Tandis que Salazar s'avançait, le mari apparut à son tour dans l'embrasure et fit taire son troupeau d'un cri bestial. Une pellicule de sueur couvrait son visage décomposé par la colère. Sans lui laisser le temps de beugler à nouveau, le magicien tendit au paysan un parchemin à l'élégante écriture. Son regard hagard ne laissant aucun doute sur ses capacités de lecture, Salazar pointa de son index ganté le sceau ornant le bas de la page. Le sceau royal d'Angleterre. Il avait été aisé de convaincre le roi des moldus de permettre la récupération de ses jeunes sujets dotés de pouvoirs magiques. Après avoir compris qu'il était impossible de contrôler les sorciers, le roi avait préféré saisir cette opportunité d'écarter la menace magique de son monde.

Le paysan resta pantois. On entendit plus pendant quelques secondes que le reniflement des anciens pleurs et le tambour sourd des premières gouttes. Il devait se plier à la volonté de son roi. L'étranger était son émissaire.

Dès lors une longue plainte lancinante à deux voix s'écoula. Lord Serpentard savait que ce moment arriverait, mais cette connaissance n'allégeait pas son irritation. Ces gens ne pleuraient pas leur fille mais la perte de main d'œuvre, un manque à gagner. Ils en avaient besoin pour les champs, n'y arriveraient pas sans elle et affirmaient qu'ils allaient tous mourir de faim. Leurs implorations n'étaient guère crédibles. Leurs yeux louchaient sur l'aumônière accrochée à sa taille. La petite sorcière était vite devenue une marchandise.

Salazar s'était souvent demandé ce que ses trois amis trouvaient d'essentiel dans l'éducation magique des sang-de-bourbe. Ils avaient Godric, Rowena et Helga en grande amitié, et ces derniers estimaient que les accepter était un bienfait pour toute la communauté magique.

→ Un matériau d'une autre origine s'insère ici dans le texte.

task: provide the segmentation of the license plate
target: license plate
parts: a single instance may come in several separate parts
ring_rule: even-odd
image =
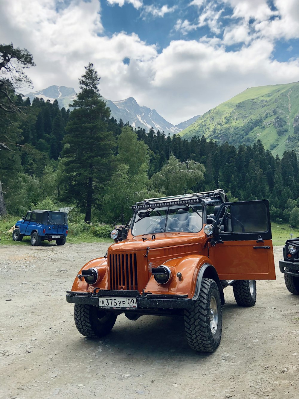
[[[136,298],[99,298],[101,309],[136,309]]]

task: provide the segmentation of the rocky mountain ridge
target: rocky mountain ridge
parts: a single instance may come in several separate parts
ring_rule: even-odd
[[[77,93],[72,87],[64,86],[51,86],[46,89],[24,95],[24,98],[29,97],[32,101],[35,97],[49,100],[53,103],[57,99],[61,107],[69,107],[69,104],[77,97]],[[159,130],[171,135],[177,134],[196,120],[198,117],[194,117],[188,120],[174,125],[165,119],[155,109],[141,106],[133,97],[125,100],[112,101],[102,97],[106,105],[110,109],[111,116],[119,122],[120,119],[124,123],[128,122],[133,127],[140,127],[148,132],[151,127],[155,132]]]

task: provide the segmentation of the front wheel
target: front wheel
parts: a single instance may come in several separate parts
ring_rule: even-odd
[[[106,335],[113,328],[117,314],[102,310],[92,305],[75,304],[74,318],[77,330],[89,338]]]
[[[30,237],[30,243],[31,245],[40,245],[41,239],[37,233],[33,233]]]
[[[12,239],[14,241],[21,241],[24,237],[24,234],[20,234],[18,229],[15,229],[12,232]]]
[[[237,280],[232,284],[234,296],[239,306],[254,306],[256,302],[255,280]]]
[[[57,245],[64,245],[66,241],[66,237],[64,235],[62,238],[57,238],[55,240]]]
[[[286,272],[291,271],[291,269],[285,268]],[[288,290],[292,294],[295,295],[299,295],[299,277],[289,275],[285,275],[285,283]]]
[[[203,279],[198,298],[185,310],[185,331],[189,346],[200,352],[214,352],[222,330],[220,294],[215,282]]]

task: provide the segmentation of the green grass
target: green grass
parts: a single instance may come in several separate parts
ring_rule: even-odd
[[[266,149],[281,156],[289,134],[293,133],[293,122],[298,109],[298,82],[251,87],[210,110],[179,134],[187,139],[204,134],[208,139],[227,140],[236,146],[260,139]],[[287,130],[280,136],[274,126],[276,117],[284,120]],[[254,121],[258,123],[255,127]],[[250,126],[252,130],[245,132]]]
[[[278,224],[273,222],[271,223],[272,230],[272,241],[273,245],[283,245],[287,240],[291,238],[299,237],[299,229],[290,227],[288,223]]]
[[[10,233],[2,233],[1,235],[1,241],[0,241],[0,245],[30,245],[30,237],[29,236],[26,236],[24,237],[22,241],[14,241],[12,237],[12,235]],[[88,236],[81,235],[77,237],[67,237],[67,243],[68,244],[80,244],[81,243],[109,243],[112,244],[114,242],[113,240],[112,239],[100,238],[99,237],[96,237],[94,236]],[[43,241],[41,243],[41,247],[51,247],[52,245],[56,245],[56,243],[55,240],[49,242],[49,241]]]

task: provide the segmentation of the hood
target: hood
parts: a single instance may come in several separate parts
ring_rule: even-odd
[[[149,247],[151,249],[164,248],[167,247],[195,244],[203,242],[207,238],[203,230],[199,233],[192,234],[183,231],[174,233],[159,233],[156,235],[155,239],[151,239],[151,234],[138,235],[132,237],[120,242],[112,244],[109,247],[108,251],[128,252],[139,250],[146,251]],[[142,239],[147,238],[147,240]]]

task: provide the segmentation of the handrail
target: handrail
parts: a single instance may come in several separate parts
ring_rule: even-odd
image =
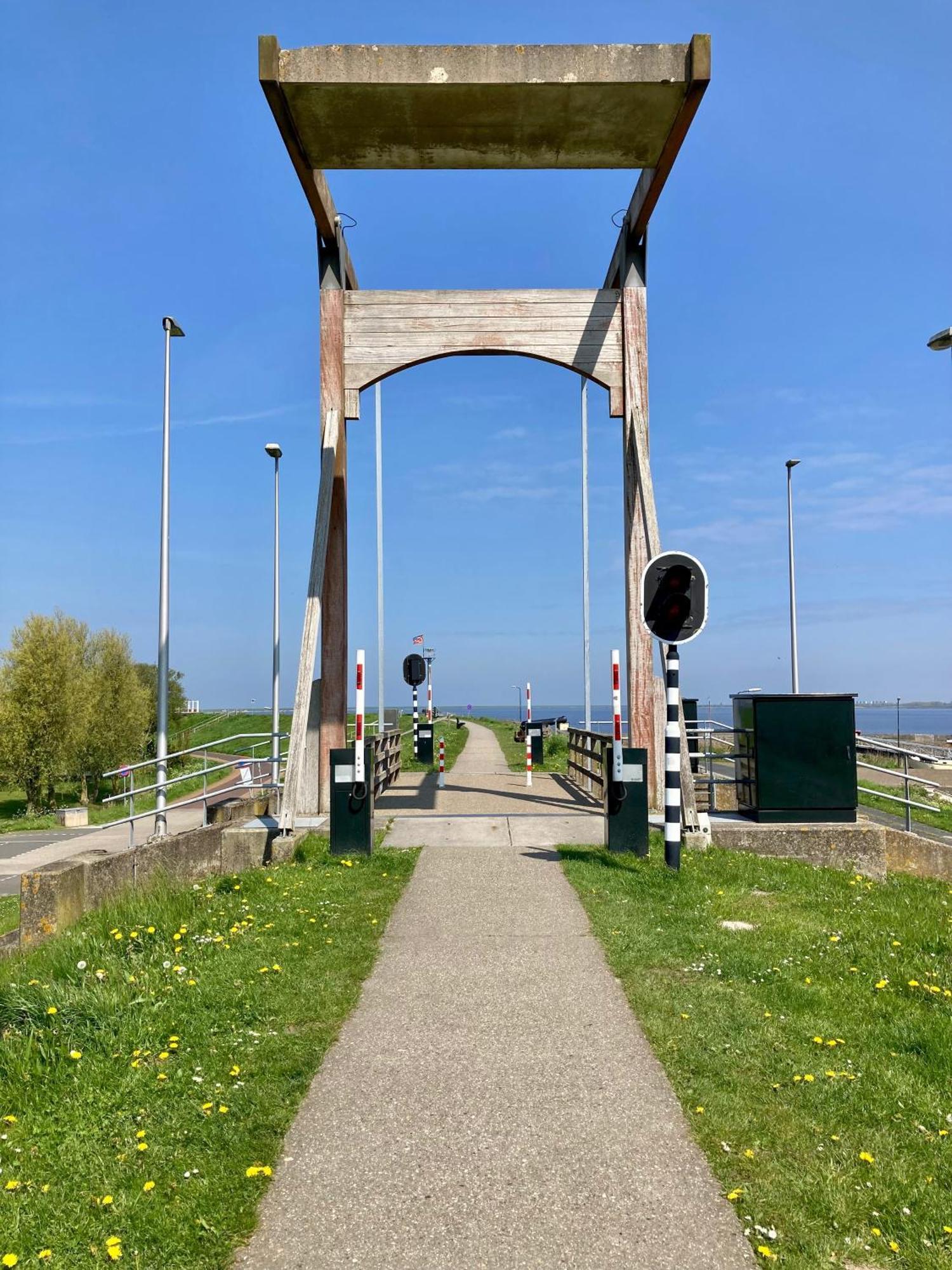
[[[171,754],[165,756],[165,761],[170,762],[173,758],[182,758],[183,754],[198,754],[202,751],[212,749],[215,745],[223,745],[228,740],[246,740],[250,737],[273,737],[272,732],[236,732],[234,737],[216,737],[213,740],[207,740],[203,745],[189,745],[188,749],[176,749]],[[279,740],[287,739],[288,733],[279,732]],[[241,756],[237,756],[241,757]],[[159,762],[157,758],[143,758],[141,763],[123,763],[122,767],[116,767],[112,772],[103,772],[103,776],[126,776],[127,772],[136,772],[140,767],[155,767]],[[171,781],[166,781],[168,785]]]

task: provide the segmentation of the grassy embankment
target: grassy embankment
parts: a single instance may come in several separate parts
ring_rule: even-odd
[[[230,1265],[415,856],[310,838],[0,963],[0,1257]]]
[[[476,719],[496,734],[510,772],[526,771],[526,742],[515,740],[515,723],[512,719]],[[565,733],[553,732],[545,738],[545,763],[537,771],[566,773],[569,762],[569,738]]]
[[[952,1266],[952,890],[562,848],[763,1264]],[[730,931],[724,919],[753,923]]]

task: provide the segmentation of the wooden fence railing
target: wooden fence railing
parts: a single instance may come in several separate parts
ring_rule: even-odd
[[[612,766],[612,738],[603,732],[569,729],[569,780],[593,798],[604,798]]]
[[[373,796],[377,798],[400,775],[400,729],[390,728],[369,739],[373,752]]]

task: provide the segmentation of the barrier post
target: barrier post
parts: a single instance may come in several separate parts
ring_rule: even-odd
[[[668,720],[664,725],[664,862],[680,869],[680,655],[677,644],[668,645]]]
[[[529,735],[532,723],[532,685],[526,685],[526,785],[532,785],[532,737]]]

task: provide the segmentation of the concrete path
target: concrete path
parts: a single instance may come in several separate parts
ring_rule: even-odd
[[[555,853],[425,847],[236,1264],[754,1261]]]

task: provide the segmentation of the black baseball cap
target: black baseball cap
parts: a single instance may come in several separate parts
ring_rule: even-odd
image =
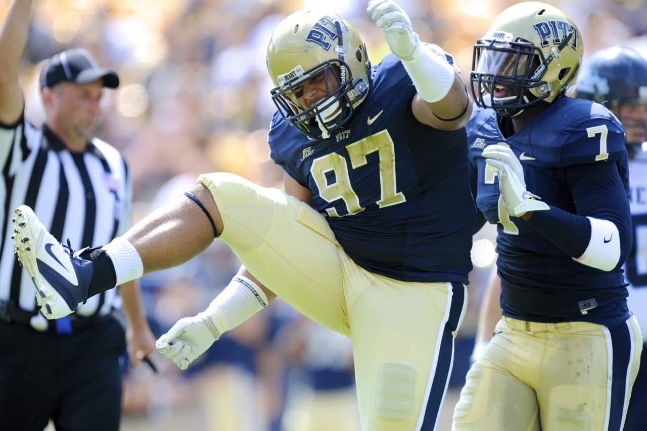
[[[90,53],[74,48],[60,52],[49,59],[41,76],[41,88],[54,87],[63,81],[86,84],[102,78],[104,87],[116,89],[119,77],[110,69],[99,67]]]

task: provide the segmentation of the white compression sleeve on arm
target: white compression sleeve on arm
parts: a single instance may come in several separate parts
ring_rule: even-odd
[[[133,244],[125,238],[118,237],[102,248],[113,261],[117,286],[138,279],[144,274],[142,258]]]
[[[611,271],[620,260],[620,233],[612,222],[587,217],[591,222],[591,240],[584,254],[575,258],[580,264]]]
[[[454,85],[455,69],[447,63],[442,52],[435,52],[422,45],[411,60],[402,60],[420,97],[430,103],[437,102],[449,92]]]
[[[203,321],[208,319],[222,334],[260,311],[267,306],[267,297],[256,283],[237,275],[200,315]],[[209,322],[205,324],[213,332]]]

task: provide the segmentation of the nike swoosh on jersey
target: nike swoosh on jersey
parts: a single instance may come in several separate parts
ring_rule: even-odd
[[[377,118],[378,116],[380,116],[380,115],[382,115],[382,113],[384,112],[384,110],[382,109],[379,112],[378,112],[377,115],[376,115],[373,118],[371,118],[371,117],[369,117],[368,118],[367,118],[366,119],[366,124],[367,124],[368,125],[371,125],[371,124],[373,124],[373,123],[375,123],[375,120],[377,120]]]

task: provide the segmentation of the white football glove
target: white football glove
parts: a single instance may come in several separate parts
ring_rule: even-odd
[[[155,342],[160,353],[177,364],[181,370],[186,370],[191,363],[207,351],[220,334],[205,322],[204,313],[193,317],[184,317],[175,322],[168,332]]]
[[[402,60],[412,60],[420,55],[420,39],[413,32],[411,20],[402,8],[391,0],[371,0],[366,12],[380,28],[391,52]]]
[[[497,169],[499,190],[508,214],[520,217],[528,211],[550,209],[541,199],[526,190],[523,168],[512,151],[504,145],[488,145],[483,150],[485,162]]]

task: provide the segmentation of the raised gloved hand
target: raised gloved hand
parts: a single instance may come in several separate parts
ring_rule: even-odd
[[[508,214],[520,217],[528,211],[539,211],[551,207],[526,190],[523,168],[512,151],[499,145],[488,145],[483,150],[483,157],[488,165],[496,168],[499,176],[499,190]]]
[[[213,324],[205,321],[208,319],[204,312],[181,319],[168,332],[159,337],[155,348],[181,370],[186,370],[191,363],[220,338]]]
[[[391,52],[398,58],[408,61],[419,56],[420,39],[402,8],[391,0],[371,0],[366,12],[380,28]]]

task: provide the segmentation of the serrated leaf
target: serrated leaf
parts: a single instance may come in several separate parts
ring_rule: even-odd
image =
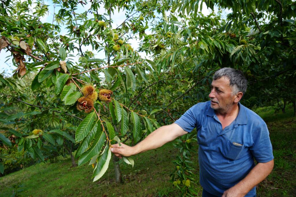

Le sort de ces individus était pourtant misérable. Tout d'abord, empêtrés dans leur christianisme ils refusaient d'étudier la magie « qui vient du diable » On pouvait parfois les convaincre en mentant, en affirmant que la magie venait de Dieu. Mais cette affirmation les rendait complètement illuminés. De toute façon ils restaient peu sensibles à l'art de la magie et formaient de piètres élèves. Les rares sang-de-bourbes qui réussissaient à Poudlard se sont fait brûler pour sorcellerie par leurs propres familles lors des vacances d'été. La décision avait donc été de les arracher définitivement à leur famille. Au final, ceux qui ne périssaient pas par le feu se jetaient par la fenêtre de la tour d'astrologie, las de n'appartenir finalement à aucun monde. Leur éducation ne pouvait servir que l'exemple du pire.

Plongé dans ses réflexions, Salazar avait éludé un instant sa mission. La puanteur crasseuse du lieu le réveilla à son devoir. Si seulement il suffisait d'envoyer une missive par faucon et une carriole enchantée pour récupérer les élèves, comme pour les familles de sorciers, son nez n'aurait pas à subir cela.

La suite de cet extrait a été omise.